Having lived with an abuser for 21 years, I agree, men do it because they get away with it. It took years for me to gain the confidence, through counseling, to set my boundaries. Thankfully, Florida had just adopted the law which protects family abuse victims. All I had to do was call the police and explain what happened. I did not have to show any bruises or marks. The minute I had my ex arrested the first time, he stopped abusing me physically. The control he showed physically just shifted to even more verbal abuse. During that time I set up a solid plan for leaving and followed through. I found out there is life after living through hell.
 
Candi - yours is a sobering story, and it took guts for you to post it here.

I'd like, for other readers, to emphasize a point you made in the last part of your post: HAVE A PLAN FOR LEAVING AN ABUSIVE RELATIONSHIP.

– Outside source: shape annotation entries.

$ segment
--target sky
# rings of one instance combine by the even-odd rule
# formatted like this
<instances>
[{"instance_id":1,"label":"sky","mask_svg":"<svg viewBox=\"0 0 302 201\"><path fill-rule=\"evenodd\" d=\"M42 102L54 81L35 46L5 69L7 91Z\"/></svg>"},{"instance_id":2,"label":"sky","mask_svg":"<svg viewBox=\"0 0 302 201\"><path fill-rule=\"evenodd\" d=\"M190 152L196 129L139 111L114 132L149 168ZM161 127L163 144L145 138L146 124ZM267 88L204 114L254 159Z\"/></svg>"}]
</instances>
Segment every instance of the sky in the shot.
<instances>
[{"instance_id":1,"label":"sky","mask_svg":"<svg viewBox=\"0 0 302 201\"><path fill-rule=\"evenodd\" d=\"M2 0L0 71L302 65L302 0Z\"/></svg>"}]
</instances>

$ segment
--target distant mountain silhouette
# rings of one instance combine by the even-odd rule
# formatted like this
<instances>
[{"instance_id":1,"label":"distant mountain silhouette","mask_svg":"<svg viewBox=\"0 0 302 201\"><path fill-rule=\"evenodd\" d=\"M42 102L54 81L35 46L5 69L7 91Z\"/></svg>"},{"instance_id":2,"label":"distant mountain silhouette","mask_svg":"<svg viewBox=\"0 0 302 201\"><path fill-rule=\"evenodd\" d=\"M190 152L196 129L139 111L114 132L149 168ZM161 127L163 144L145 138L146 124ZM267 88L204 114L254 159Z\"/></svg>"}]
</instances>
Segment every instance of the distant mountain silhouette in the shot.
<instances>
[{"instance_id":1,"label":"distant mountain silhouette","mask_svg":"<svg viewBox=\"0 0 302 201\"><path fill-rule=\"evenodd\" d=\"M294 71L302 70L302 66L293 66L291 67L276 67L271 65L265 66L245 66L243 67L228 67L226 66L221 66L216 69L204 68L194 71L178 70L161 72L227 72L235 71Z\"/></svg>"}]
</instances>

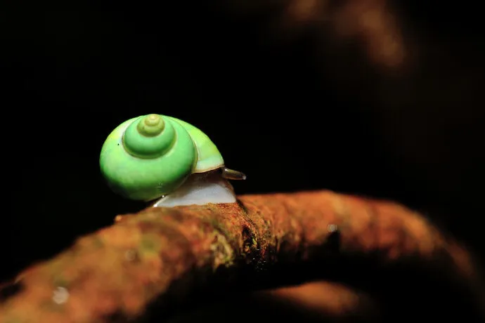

There is a very concept in domestic violence analysis called "separation violence". When a long-term domestic violence victim finally decides that s/he wants to leave that relationship for good and all, that can be the most dangerous time for him/her. Remember - abusers need to abuse, they need their punching bags, they need to control their victims, and when they perceive that their victims are truly out the door, that's when homicides can occur.

Be smart, be level headed, get some good systemic support in your corner, and do what you need to do to leave the relationship SAFELY. There is life after a relationship of this kind, but never underestimate what an abuser is capable of, even if s/he doesn't plan it like Peterson did.